Bir aradalık için farklılık

Türkiye’nin en köklü kilise korosuyla tanışın: Samatya Sahakyan, 560 yıl önce kuruldu ve hala var gücüyle şarkılarını söylemeye devam ediyor. Erdil Onur Kocatürk’ün Ermeni kültürü bakımından büyük anlam taşıyan Koronun hikayesini seyirciyle buluşturan belgeseli, Sivil Düşün desteğiyle tamamlanarak hayata geçti. 16 Eylül’de Adana Altın Koza Film Festivalinde gösterime giren yapım, yeni yurtiçi ve yurtdışı festivaller için yolculuğa çıkarken, hepimizi, hem azınlık hakları hem de bir arada yaşamın güzelliği üzerine düşünmeye davet ediyor.

Bir zamanların balıkçı köyü, şimdinin lokantalarıyla nam salmış sahili Samatya, İstanbul’un en eski semtlerinden. İki binin üzerinde Ermeni nüfusun yaşadığı bu tarihi bölge, aynı zamanda Türkiye’nin en köklü kültürel oluşumlarından birine; Surp Kevork Kilisesinin Sahakyan Tıbrastas Korosuna ev sahipliği yapıyor. 570 yıl önce kurulan Koronun hala aktif biçimde varlığını sürdürmesi, yalnızca sanatsal birikime katkısı için değil; bir arada yaşamanın değerini anımsatan bir hafızayı canlı tutması bakımından da çok anlamlı. Öyle ki, Shakyan’ın bugüne kadar taşıdığı mirasın izlerini sürmek, farklı kültürlerin Samatya’da geçmişte kurduğu komşuluk, dayanışma ve dostluk bağlarını da yeniden görünür yapıyor.
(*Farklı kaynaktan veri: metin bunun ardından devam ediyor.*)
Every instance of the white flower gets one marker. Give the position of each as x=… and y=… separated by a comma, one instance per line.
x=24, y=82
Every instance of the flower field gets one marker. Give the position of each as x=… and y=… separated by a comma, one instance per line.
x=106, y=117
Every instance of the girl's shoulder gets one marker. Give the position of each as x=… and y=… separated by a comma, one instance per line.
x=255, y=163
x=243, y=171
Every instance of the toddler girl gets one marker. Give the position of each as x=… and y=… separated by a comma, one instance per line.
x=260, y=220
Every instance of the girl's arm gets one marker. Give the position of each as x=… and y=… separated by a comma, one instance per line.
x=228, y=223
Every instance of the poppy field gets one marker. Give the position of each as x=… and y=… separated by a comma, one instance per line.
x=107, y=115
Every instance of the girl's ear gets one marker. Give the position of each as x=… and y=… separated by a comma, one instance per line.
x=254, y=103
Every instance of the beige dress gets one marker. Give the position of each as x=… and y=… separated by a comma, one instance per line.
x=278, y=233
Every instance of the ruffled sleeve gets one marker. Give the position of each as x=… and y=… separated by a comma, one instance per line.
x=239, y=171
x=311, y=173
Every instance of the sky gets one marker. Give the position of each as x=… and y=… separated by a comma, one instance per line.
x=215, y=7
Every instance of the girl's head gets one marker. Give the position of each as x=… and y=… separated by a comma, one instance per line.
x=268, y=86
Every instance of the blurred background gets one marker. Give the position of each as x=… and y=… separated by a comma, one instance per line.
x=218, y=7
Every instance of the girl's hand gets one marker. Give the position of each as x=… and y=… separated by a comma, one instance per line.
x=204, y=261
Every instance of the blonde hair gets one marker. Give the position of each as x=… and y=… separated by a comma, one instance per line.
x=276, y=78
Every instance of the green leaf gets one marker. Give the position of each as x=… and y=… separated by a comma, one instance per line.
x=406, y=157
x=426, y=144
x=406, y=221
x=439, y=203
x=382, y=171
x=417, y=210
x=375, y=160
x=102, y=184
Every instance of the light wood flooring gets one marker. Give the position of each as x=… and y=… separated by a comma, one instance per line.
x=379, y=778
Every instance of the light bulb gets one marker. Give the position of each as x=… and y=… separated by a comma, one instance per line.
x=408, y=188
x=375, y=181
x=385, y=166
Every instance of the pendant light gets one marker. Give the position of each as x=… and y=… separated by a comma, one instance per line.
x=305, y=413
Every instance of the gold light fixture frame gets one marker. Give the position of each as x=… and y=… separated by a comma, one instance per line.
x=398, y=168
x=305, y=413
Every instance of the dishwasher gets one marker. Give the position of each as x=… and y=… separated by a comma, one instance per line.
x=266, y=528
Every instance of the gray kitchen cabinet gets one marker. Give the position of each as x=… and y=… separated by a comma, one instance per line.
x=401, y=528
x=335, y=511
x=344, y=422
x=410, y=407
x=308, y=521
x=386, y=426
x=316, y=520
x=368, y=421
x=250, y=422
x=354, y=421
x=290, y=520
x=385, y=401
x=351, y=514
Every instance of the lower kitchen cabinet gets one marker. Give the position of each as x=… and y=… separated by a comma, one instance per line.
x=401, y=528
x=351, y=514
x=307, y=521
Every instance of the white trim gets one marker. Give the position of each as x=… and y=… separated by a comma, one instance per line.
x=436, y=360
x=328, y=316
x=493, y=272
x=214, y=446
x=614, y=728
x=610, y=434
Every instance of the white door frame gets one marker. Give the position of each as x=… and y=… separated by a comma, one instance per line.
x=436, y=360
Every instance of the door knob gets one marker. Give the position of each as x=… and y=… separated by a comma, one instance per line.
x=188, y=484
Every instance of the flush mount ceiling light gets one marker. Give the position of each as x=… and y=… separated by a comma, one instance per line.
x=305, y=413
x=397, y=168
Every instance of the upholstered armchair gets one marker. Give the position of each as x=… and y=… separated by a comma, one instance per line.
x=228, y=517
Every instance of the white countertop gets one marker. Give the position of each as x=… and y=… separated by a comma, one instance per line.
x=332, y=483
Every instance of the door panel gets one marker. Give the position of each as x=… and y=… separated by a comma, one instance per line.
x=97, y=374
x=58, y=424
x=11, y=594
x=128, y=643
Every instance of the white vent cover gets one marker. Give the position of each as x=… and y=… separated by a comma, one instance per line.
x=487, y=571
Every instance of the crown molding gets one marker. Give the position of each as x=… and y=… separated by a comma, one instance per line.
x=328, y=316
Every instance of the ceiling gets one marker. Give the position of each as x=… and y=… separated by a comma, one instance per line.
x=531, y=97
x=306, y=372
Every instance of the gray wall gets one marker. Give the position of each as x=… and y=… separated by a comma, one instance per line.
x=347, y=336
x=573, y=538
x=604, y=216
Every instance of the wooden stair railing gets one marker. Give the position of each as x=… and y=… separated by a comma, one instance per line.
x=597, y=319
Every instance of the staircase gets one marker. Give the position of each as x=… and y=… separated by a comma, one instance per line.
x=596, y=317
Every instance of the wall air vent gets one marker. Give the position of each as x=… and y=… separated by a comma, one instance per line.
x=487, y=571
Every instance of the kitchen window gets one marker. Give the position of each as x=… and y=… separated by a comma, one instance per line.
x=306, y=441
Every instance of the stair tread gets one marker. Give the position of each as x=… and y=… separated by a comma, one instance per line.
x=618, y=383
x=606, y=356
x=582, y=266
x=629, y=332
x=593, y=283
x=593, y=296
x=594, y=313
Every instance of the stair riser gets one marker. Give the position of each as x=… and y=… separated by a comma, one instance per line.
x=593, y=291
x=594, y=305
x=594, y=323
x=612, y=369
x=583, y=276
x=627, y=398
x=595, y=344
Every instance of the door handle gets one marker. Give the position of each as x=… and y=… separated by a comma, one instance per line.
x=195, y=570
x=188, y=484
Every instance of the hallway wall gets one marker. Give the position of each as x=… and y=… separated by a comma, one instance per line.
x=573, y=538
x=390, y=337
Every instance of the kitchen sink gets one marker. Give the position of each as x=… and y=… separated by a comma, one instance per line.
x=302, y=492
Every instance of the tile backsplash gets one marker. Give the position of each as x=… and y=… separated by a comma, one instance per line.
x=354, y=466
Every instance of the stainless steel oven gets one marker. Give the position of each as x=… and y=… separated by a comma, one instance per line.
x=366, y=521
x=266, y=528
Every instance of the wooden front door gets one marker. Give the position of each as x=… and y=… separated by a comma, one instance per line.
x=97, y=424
Bütün bunlara rağmen, şimdiye kadar Shakyan’ı konu alan hiçbir sanatsal ya da akademik çalışmanın yürütülmediğini söylüyor Erdil Onur Kocatürk. Kendisi, yapımı Sivil Düşün desteğiyle tamamlanan Ailem Sahakyan: Samatya Sahakyan Korosu belgeselinin yönetmeni. Aslında bu onun ilk girişimi değil. 2000’li yılların başından beri Fatih’te yaşayan Erdil, bütün bu zaman boyunca, bir arada yaşama ruhunu canlı tutmaya yönelik pek çok çalışma yürütmüş. Dünden bugüne aktarılan kültürü belgelemek kaygısıyla, mahallede yaptığı röportajlardan oluşan hafıza projesi Mahallem Samatya’nın ardından, bugün festivallere uğurladığı Ailem Sahakyan belgesini çekmiş. Erdil, tüm çabalarına rağmen post-prodüksiyon aşamasında zorluklarla karşılaşınca, Sivil Düşün desteklerine başvurmuş.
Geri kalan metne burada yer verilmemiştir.